Our garlic avocado toast takes less than five minutes. Whip it up at your house. At the shop, we use Bread & Cie’s rosemary olive oil bread sliced to ½” and toast it up on a panini press at 490° but choose a bread you like -- a ⅝ toasted rustic sourdough makes for a fancier avo toast which lets you get in your indulgent brunch bag with a fork and knife. On the other hand ½ inch thick toasted whole wheat bread makes a fit on-the-go avo toast.
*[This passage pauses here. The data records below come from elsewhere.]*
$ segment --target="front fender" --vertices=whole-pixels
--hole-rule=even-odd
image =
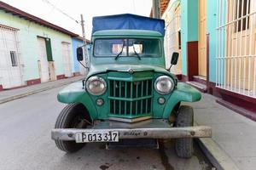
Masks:
[[[57,96],[58,101],[65,104],[81,103],[89,111],[90,118],[95,119],[97,117],[97,111],[93,101],[83,88],[81,82],[73,82],[61,91],[59,92]]]
[[[177,82],[177,88],[168,99],[164,110],[163,118],[168,118],[175,105],[179,102],[195,102],[199,101],[201,98],[201,94],[197,89],[187,83]]]

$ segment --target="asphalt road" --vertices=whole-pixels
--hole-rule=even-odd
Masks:
[[[105,150],[104,144],[88,144],[74,154],[59,150],[50,130],[65,105],[56,100],[54,88],[0,105],[0,169],[212,169],[195,147],[191,159],[180,159],[173,142],[160,150]]]

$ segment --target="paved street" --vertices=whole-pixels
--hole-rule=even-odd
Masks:
[[[61,88],[0,105],[0,169],[212,169],[197,147],[191,159],[179,159],[170,141],[160,150],[106,150],[89,144],[75,154],[60,151],[50,129],[64,107],[56,100]]]

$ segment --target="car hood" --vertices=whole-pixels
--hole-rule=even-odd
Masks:
[[[174,78],[174,76],[167,71],[165,68],[148,65],[91,65],[90,68],[87,78],[100,73],[108,72],[108,71],[119,71],[119,72],[128,72],[128,71],[151,71],[154,72],[159,72],[166,75],[169,75]]]

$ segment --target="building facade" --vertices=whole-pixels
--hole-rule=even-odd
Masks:
[[[170,0],[161,9],[166,59],[180,54],[172,71],[256,120],[256,2]]]
[[[0,2],[2,88],[73,76],[74,37],[78,35]]]

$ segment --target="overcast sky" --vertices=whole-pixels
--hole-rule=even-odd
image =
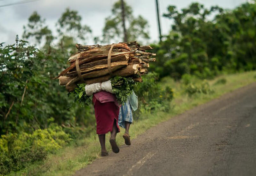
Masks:
[[[0,6],[24,0],[0,0]],[[160,12],[166,12],[169,5],[176,6],[180,9],[195,1],[192,0],[158,0]],[[83,18],[82,23],[92,29],[93,36],[100,36],[105,19],[111,14],[112,6],[116,0],[39,0],[23,4],[0,7],[0,43],[14,43],[16,35],[21,36],[23,27],[27,24],[28,19],[36,11],[46,20],[46,23],[53,31],[55,24],[67,7],[77,11]],[[244,3],[246,0],[198,0],[196,1],[209,7],[217,5],[225,9],[232,9]],[[135,16],[142,15],[148,21],[150,42],[157,41],[158,31],[156,16],[155,0],[126,0],[131,6]],[[162,32],[167,34],[171,25],[170,20],[161,18]],[[93,44],[89,39],[87,44]]]

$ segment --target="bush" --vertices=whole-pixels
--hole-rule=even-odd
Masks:
[[[225,78],[222,78],[217,80],[214,84],[214,85],[224,84],[226,83],[227,83],[227,79]]]
[[[204,81],[199,85],[189,84],[185,90],[185,92],[191,97],[196,93],[208,94],[214,92],[211,88],[209,84],[205,81]]]
[[[43,161],[70,140],[61,128],[52,124],[32,134],[10,133],[0,138],[0,175],[17,171],[29,164]]]
[[[158,76],[155,73],[144,76],[143,82],[138,84],[134,90],[139,100],[138,110],[134,113],[135,119],[138,119],[141,114],[151,113],[156,110],[169,110],[173,92],[168,86],[162,89],[157,83]]]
Of course, commercial panini presses are not a home kitchen staple so just toast it in your toaster; prep your extra ingredients while it toasts. Choose a ripe avocado, which will give a little at the press of your fingertips. Take great care halving your avocado the long way. Place the avocado on a cutting board with the stem pointing north and the wider base pointing south toward you. Hold one side carefully and with the top, working towards the base, of a sharpened chef’s knife, slice around the pit, shaped like a large round stone. If your avocado is ripe, the skin will give easily. Move the hand holding the avocado as you move your knife, taking great care to create a seam that divides the avocado symmetrically in half. Once you return to its north pole, you should be able to separate both halves with ease.
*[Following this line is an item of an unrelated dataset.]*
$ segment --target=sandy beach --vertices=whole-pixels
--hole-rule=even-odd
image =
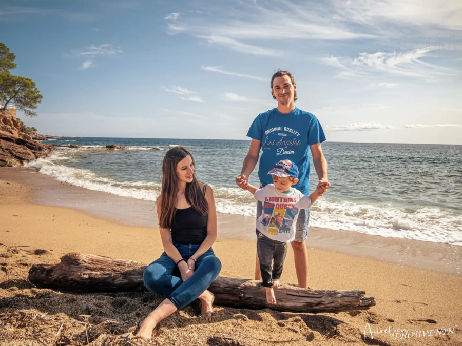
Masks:
[[[57,262],[71,252],[150,263],[162,251],[153,208],[151,202],[72,186],[30,169],[0,169],[0,344],[124,344],[108,331],[134,332],[161,297],[38,289],[27,273],[34,263]],[[236,231],[236,225],[243,226]],[[254,225],[252,217],[219,215],[214,249],[223,263],[221,275],[253,278]],[[193,303],[161,322],[153,342],[462,344],[460,247],[312,228],[306,245],[311,288],[362,290],[376,306],[316,315],[216,306],[206,319]],[[28,252],[36,249],[49,252]],[[297,282],[290,249],[281,281]],[[91,325],[106,321],[112,327],[89,333],[88,324],[81,324],[85,318]],[[375,332],[380,330],[387,331]],[[409,331],[396,331],[401,330]]]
Thinly slice an avocado quarter (or a half, for more buttery avo goodness)  and splay it across your toast similar to a casino dealer splaying out a deck of cards from left to right.. Slice the avocado super thin if your knife skills permit. Sprinkle himalayan pink salt and ground black pepper; then garnish with fresh micro greens (organic micro arugula is a great introduction to the world of microgreens) and sprinkled garlic powder or thinly sliced cloves of fresh garlic. At KUMA Cafe, we actually use cayenne garlic cloves that have been pickled. This isn’t exactly the easiest ingredient to find but many local farmer’s markets now carry these types of items regularly.  Connect with your inner chef, extend that pinkie finger and drizzle your sauce of choice on top. My personal favorite is the signature garlic aioli used here at KUMA Cafe. Add a nice spicy kick by finishing with a drizzle of habanero sauce or sprinkling crushed red chili flakes on top. Dekimashita! A light and easy to digest So-Cal morning starter in the comfort of your own home.